Siamo tutti curiosi, il problema è il modo in cui la cosa viene posta.

Ancora, io non alcuna convenienza - ANZI - a "difendere" Apple, ma gli
argomenti vanno posti in modo onesto.

Se si lanciano una serie di "dubbi" (già smentiti in passato) "che
fanno pensare" (eccetto che c'è poco da pensare) l'argomento posto
successivamente risplende di una luce differente,

Tutto questo a fronte di niente altro che vaporware, visto che non c'è
nulla di concreto da esaminare se non fare un processo alle
intenzioni.
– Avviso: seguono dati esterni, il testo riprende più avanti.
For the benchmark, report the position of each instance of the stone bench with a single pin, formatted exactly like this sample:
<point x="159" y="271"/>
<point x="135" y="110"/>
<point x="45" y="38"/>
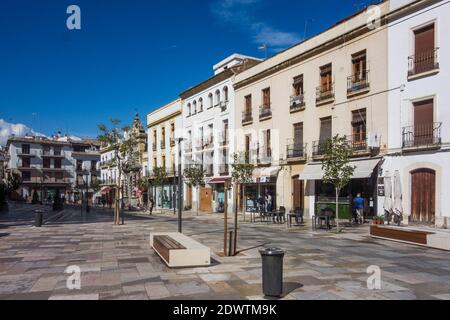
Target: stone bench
<point x="179" y="251"/>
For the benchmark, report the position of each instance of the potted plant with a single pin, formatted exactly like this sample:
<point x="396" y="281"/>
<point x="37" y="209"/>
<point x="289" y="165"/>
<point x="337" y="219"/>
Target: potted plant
<point x="378" y="220"/>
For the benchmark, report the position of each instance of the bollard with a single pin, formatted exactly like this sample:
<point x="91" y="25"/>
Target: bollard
<point x="272" y="271"/>
<point x="230" y="244"/>
<point x="38" y="217"/>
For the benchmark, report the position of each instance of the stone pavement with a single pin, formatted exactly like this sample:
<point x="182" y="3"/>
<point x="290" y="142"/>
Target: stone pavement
<point x="117" y="262"/>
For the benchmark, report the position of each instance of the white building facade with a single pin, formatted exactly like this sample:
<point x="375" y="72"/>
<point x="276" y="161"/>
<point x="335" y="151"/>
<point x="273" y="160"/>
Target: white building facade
<point x="208" y="131"/>
<point x="419" y="116"/>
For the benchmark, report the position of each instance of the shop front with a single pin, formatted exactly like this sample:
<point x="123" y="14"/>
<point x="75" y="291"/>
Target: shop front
<point x="262" y="192"/>
<point x="364" y="182"/>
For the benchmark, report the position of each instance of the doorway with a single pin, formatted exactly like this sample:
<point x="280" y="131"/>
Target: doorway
<point x="423" y="206"/>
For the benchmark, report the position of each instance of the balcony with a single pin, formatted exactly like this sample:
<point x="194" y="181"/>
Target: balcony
<point x="264" y="156"/>
<point x="297" y="103"/>
<point x="423" y="64"/>
<point x="296" y="151"/>
<point x="223" y="139"/>
<point x="52" y="154"/>
<point x="265" y="113"/>
<point x="358" y="84"/>
<point x="27" y="153"/>
<point x="209" y="170"/>
<point x="223" y="106"/>
<point x="188" y="146"/>
<point x="224" y="170"/>
<point x="319" y="148"/>
<point x="422" y="136"/>
<point x="208" y="142"/>
<point x="325" y="94"/>
<point x="247" y="118"/>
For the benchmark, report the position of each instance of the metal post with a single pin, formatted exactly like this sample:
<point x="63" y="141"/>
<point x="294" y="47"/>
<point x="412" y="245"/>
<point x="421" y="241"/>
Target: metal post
<point x="180" y="186"/>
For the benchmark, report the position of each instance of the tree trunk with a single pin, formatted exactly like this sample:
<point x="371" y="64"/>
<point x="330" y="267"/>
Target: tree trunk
<point x="235" y="223"/>
<point x="198" y="199"/>
<point x="337" y="210"/>
<point x="225" y="224"/>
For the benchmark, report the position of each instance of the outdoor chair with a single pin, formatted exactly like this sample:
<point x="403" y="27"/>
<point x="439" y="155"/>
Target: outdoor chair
<point x="297" y="214"/>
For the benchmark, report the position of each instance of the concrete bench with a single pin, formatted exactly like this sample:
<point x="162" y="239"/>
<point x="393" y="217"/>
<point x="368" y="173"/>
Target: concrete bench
<point x="179" y="251"/>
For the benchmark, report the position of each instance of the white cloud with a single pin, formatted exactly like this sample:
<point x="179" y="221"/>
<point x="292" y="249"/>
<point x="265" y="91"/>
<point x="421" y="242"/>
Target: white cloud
<point x="8" y="129"/>
<point x="240" y="13"/>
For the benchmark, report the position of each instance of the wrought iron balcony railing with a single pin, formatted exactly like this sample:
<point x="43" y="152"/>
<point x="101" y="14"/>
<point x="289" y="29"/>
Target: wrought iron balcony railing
<point x="297" y="102"/>
<point x="358" y="82"/>
<point x="319" y="148"/>
<point x="422" y="135"/>
<point x="296" y="151"/>
<point x="247" y="117"/>
<point x="325" y="92"/>
<point x="265" y="111"/>
<point x="423" y="62"/>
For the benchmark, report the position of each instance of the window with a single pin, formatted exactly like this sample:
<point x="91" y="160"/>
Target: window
<point x="298" y="86"/>
<point x="57" y="163"/>
<point x="325" y="129"/>
<point x="26" y="176"/>
<point x="359" y="63"/>
<point x="326" y="78"/>
<point x="200" y="105"/>
<point x="248" y="104"/>
<point x="298" y="135"/>
<point x="79" y="165"/>
<point x="225" y="94"/>
<point x="217" y="102"/>
<point x="25" y="149"/>
<point x="268" y="142"/>
<point x="46" y="163"/>
<point x="26" y="162"/>
<point x="425" y="58"/>
<point x="266" y="97"/>
<point x="210" y="101"/>
<point x="359" y="128"/>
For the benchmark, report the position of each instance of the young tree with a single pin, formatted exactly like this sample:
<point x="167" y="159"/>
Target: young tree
<point x="160" y="178"/>
<point x="195" y="178"/>
<point x="336" y="166"/>
<point x="241" y="173"/>
<point x="14" y="182"/>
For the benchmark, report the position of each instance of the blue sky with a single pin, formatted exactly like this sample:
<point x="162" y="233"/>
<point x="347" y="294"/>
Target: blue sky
<point x="133" y="55"/>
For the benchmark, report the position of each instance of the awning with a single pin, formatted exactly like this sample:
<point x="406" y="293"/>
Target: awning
<point x="363" y="169"/>
<point x="106" y="190"/>
<point x="218" y="180"/>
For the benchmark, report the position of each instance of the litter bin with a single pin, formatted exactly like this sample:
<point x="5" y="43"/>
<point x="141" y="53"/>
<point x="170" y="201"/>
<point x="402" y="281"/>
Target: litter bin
<point x="272" y="269"/>
<point x="38" y="216"/>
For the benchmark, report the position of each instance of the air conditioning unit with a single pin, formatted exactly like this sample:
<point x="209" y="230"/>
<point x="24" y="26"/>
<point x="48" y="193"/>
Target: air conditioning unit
<point x="374" y="140"/>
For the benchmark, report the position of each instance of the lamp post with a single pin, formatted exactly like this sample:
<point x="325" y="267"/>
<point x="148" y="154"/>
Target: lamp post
<point x="180" y="186"/>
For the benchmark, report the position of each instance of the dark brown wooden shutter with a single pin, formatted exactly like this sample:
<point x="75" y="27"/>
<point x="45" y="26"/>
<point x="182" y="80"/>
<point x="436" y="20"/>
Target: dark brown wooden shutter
<point x="423" y="112"/>
<point x="298" y="134"/>
<point x="325" y="129"/>
<point x="424" y="40"/>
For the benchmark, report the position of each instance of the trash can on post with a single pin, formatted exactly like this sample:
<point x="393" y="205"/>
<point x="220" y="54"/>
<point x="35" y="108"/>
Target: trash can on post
<point x="272" y="271"/>
<point x="38" y="216"/>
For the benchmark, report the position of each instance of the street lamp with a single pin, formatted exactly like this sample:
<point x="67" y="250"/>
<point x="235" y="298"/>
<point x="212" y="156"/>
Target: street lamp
<point x="180" y="186"/>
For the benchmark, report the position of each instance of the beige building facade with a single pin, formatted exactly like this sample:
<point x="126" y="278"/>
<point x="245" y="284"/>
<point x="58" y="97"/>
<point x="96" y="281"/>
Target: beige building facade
<point x="289" y="105"/>
<point x="163" y="127"/>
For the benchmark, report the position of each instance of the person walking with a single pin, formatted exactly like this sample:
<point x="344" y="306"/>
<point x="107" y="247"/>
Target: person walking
<point x="358" y="206"/>
<point x="151" y="204"/>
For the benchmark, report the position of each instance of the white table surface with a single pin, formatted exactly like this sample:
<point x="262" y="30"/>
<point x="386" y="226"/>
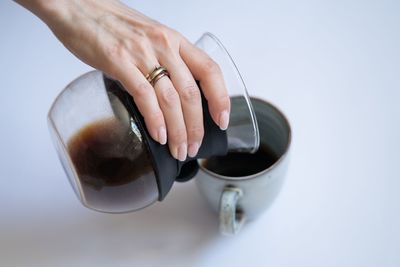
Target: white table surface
<point x="332" y="66"/>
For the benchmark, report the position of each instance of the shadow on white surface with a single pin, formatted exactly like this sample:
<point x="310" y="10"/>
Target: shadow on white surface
<point x="177" y="230"/>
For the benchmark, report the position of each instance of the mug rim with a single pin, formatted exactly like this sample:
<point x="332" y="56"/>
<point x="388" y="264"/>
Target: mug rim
<point x="276" y="163"/>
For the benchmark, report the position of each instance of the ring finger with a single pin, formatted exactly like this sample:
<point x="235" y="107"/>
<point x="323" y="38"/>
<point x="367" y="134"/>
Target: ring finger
<point x="168" y="99"/>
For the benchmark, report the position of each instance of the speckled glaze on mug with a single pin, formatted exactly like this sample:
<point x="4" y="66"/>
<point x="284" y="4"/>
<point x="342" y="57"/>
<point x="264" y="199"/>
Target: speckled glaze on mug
<point x="237" y="199"/>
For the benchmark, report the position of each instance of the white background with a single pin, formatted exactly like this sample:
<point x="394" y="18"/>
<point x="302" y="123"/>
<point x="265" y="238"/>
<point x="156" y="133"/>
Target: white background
<point x="332" y="66"/>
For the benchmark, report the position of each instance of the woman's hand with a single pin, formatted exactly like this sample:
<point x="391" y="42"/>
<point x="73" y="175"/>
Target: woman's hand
<point x="127" y="45"/>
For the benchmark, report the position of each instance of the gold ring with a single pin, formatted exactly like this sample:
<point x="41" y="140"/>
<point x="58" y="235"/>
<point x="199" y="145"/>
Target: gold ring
<point x="156" y="74"/>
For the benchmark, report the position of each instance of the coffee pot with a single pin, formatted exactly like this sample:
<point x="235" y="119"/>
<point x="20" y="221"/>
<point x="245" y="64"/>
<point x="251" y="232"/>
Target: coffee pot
<point x="107" y="153"/>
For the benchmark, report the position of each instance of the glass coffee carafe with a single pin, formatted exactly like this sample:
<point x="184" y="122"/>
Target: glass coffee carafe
<point x="107" y="153"/>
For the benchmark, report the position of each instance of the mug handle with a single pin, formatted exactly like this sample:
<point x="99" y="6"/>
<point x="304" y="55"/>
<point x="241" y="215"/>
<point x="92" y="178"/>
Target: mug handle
<point x="231" y="218"/>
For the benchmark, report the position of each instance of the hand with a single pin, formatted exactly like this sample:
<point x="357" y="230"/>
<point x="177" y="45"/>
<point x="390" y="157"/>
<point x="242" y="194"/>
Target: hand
<point x="127" y="45"/>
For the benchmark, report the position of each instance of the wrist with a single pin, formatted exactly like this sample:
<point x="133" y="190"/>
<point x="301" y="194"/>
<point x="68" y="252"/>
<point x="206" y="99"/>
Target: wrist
<point x="46" y="10"/>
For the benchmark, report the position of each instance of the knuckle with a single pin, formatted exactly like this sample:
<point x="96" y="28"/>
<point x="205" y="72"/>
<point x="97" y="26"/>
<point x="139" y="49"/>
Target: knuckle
<point x="190" y="94"/>
<point x="142" y="90"/>
<point x="160" y="35"/>
<point x="210" y="67"/>
<point x="141" y="45"/>
<point x="156" y="116"/>
<point x="179" y="135"/>
<point x="196" y="132"/>
<point x="169" y="96"/>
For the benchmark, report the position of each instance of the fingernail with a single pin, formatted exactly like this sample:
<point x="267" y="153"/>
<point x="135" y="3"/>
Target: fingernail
<point x="224" y="120"/>
<point x="182" y="152"/>
<point x="193" y="149"/>
<point x="162" y="135"/>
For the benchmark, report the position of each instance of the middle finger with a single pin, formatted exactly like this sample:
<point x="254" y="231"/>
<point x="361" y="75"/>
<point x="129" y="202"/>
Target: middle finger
<point x="170" y="104"/>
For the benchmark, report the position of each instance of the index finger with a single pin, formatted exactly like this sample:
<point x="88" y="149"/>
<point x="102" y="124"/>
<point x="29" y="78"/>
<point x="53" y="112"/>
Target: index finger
<point x="212" y="83"/>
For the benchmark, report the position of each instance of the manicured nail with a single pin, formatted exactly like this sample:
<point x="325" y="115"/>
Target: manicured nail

E il processo alle intenzioni è pesantemente condizionato
da come le stesse vengono presentate.

Parlando del brevetto in sé, non credo che ci sia nulla da dire. Non
c'è nulla di concreto, quindi la Apple non è diversa dalla RedHat che
patenta pezzi di XML (che dovrebbe essere uno standard aperto di
interoperabilità...):

http://www.freshpatents.com/-dt20090305ptan20090063418.php

Parliamo dunque della RedHat campione dell'Open Source? Apple per lo
meno non si è mai professata tale. Anzi è chiara l'arbitrarietà con
cui gestisce le applicazioni del suo Store e il grado di "libertà" che
dá ai suoi utenti...


> Spero di essermi spiegato meglio, Marco.
>
> Saluti
> RR

Sì, ma l'indentazione della tua email è meno chiara però :-) e
costringe ad un lavoro di editing per riformattarla dedentemente
quando si risponde...


Cordiali saluti
--
Marco Ermini
r...@human # mount -t life -o ro /dev/dna /genetic/research
http://www.linkedin.com/in/marcoermini
 "Jesus saves... but Buddha makes incremental back-ups!"